Latest revision as of 12:30, 28 May 2023

Problem

How many subsets of $\{2,3,4,5,6,7,8,9\}$ contain at least one prime number?

$\textbf{(A)} \text{ 128} \qquad \textbf{(B)} \text{ 192} \qquad \textbf{(C)} \text{ 224} \qquad \textbf{(D)} \text{ 240} \qquad \textbf{(E)} \text{ 256}$

Solution 1 - Complementary Counting

We use complementary counting, or

$\text{total - what we don't want = what we want}$.

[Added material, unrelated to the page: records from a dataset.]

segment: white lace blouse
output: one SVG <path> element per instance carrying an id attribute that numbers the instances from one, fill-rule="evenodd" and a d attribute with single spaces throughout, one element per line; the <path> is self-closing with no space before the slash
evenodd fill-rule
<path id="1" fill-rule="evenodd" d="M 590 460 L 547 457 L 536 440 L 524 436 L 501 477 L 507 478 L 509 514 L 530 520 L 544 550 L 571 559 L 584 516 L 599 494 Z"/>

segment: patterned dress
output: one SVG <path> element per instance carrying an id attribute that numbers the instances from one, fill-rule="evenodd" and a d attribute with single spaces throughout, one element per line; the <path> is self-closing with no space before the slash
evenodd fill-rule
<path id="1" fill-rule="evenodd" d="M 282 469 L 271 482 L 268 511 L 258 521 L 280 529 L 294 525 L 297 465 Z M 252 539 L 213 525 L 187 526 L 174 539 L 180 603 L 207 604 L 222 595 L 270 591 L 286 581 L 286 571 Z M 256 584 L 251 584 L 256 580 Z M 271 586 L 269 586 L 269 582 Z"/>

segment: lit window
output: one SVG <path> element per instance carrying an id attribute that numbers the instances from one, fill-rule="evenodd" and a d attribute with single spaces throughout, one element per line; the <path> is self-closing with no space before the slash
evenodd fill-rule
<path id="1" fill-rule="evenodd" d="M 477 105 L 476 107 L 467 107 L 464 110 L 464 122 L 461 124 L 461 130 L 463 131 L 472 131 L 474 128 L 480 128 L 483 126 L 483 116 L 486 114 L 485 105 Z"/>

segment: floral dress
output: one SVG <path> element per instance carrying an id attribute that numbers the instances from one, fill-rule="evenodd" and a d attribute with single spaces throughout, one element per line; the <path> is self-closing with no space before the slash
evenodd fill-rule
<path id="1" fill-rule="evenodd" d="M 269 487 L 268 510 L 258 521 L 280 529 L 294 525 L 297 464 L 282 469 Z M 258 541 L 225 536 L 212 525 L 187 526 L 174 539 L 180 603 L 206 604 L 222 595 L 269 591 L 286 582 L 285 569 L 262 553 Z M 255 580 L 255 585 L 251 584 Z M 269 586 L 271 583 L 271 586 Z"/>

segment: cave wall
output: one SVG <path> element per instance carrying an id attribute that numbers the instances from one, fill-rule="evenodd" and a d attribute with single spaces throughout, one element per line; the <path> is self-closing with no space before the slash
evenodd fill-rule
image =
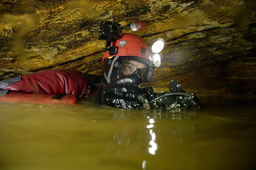
<path id="1" fill-rule="evenodd" d="M 165 41 L 151 82 L 170 81 L 199 98 L 255 98 L 255 13 L 251 0 L 0 1 L 0 80 L 45 70 L 73 69 L 102 74 L 100 23 L 151 48 Z M 130 24 L 144 23 L 133 31 Z"/>

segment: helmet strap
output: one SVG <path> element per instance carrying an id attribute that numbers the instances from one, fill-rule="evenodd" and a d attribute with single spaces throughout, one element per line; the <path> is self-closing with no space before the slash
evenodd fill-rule
<path id="1" fill-rule="evenodd" d="M 119 56 L 116 56 L 115 57 L 115 58 L 113 60 L 113 61 L 112 62 L 112 63 L 111 63 L 107 75 L 105 71 L 104 72 L 104 77 L 105 77 L 105 78 L 106 79 L 106 80 L 108 84 L 110 83 L 111 82 L 110 77 L 111 76 L 111 73 L 112 73 L 112 71 L 113 70 L 113 68 L 114 67 L 114 65 L 115 63 L 115 62 L 117 60 L 118 58 L 119 58 Z"/>

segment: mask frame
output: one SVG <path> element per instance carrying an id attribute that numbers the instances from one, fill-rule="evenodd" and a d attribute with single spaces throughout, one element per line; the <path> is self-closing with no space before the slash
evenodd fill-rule
<path id="1" fill-rule="evenodd" d="M 136 82 L 136 84 L 139 85 L 142 82 L 148 83 L 151 81 L 154 68 L 148 64 L 145 58 L 138 56 L 127 56 L 125 57 L 122 57 L 122 66 L 120 67 L 120 68 L 118 70 L 118 75 L 119 78 L 123 78 L 127 76 L 127 75 L 123 74 L 122 73 L 125 64 L 127 60 L 132 60 L 139 62 L 145 65 L 147 67 L 145 73 L 143 74 L 143 77 L 141 76 L 141 70 L 139 68 L 137 68 L 130 75 L 137 75 L 141 79 L 140 82 Z"/>

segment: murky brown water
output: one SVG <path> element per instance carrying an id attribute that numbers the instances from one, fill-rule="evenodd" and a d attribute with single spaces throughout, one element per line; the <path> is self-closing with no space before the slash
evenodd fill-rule
<path id="1" fill-rule="evenodd" d="M 0 169 L 255 169 L 255 100 L 203 109 L 0 103 Z"/>

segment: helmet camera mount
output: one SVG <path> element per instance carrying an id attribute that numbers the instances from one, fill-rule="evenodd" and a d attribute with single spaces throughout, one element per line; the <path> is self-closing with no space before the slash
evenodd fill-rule
<path id="1" fill-rule="evenodd" d="M 110 55 L 117 55 L 118 47 L 110 46 L 112 42 L 116 41 L 120 37 L 122 32 L 122 26 L 114 22 L 106 21 L 100 24 L 99 30 L 99 39 L 106 41 L 106 48 L 103 49 L 103 51 L 106 52 L 108 50 Z"/>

There are a total of $2^8$ ways to create subsets (consider including or excluding each number) and there are a total of $2^4$ subsets only containing composite numbers (the composite numbers are $4, 6, 8, 9$). Therefore, there are $2^8-2^4=240$ total ways to have at least one prime in a subset.

Solution 2 (Using Answer Choices)

Well, there are 4 composite numbers, and you can list them in a 1 number format, a 2 number, 3 number, and a 4 number format. Now, we can use combinations.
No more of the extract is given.